The last time Story had been home in New York was for Thanksgiving. Must be two years ago now. She doesn’t know for sure, because she doesn’t like to think about it, and her family definitely doesn’t talk about it. They don’t talk about it because just as every family has its myths and legends, so too do families have their taboos, the subjects they won’t discuss, the fights they don’t revisit. A mother walks in on a child masturbating. A daughter who spent her adolescence trying to eat as little as possible, who was hospitalized, a feeding tube inserted, who went to four residential treatment programs in five years, comes home for Thanksgiving with arms like sticks and eats a sum total of two forkfuls of cranberry sauce, and then—when her mother confronts her about it—proceeds to scream that she is an adult now and doesn’t have to listen to this shit and can make her own decisions, then gets in her car and drives too fast over the yellow line and skids sideways into a set of highway exit barrels, because the truth is she’s been dizzy for weeks, light-headed, trapped in what her doctor calls starvation brain.

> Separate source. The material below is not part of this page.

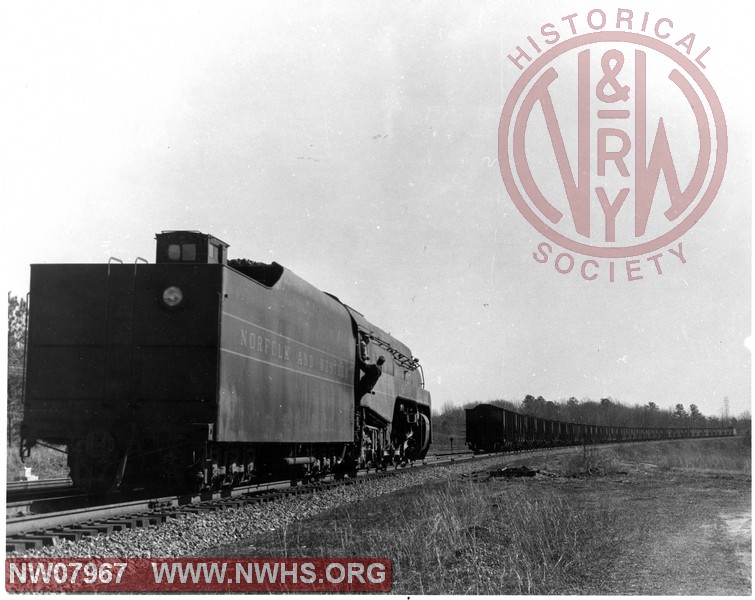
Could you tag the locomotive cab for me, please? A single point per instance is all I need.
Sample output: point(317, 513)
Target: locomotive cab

This was between college and law school. What she calls her lost year, before she met Felix. She spent the night in the hospital. When the nurse asked if there was anyone they could call, she said her mother’s name, because she was scared, because she was sorry, because back there in the car as it slid toward the off-ramp she thought she was going to die. When her mother arrived, she stood looking down at Story in her short-sleeved hospital gown, her arms like sticks.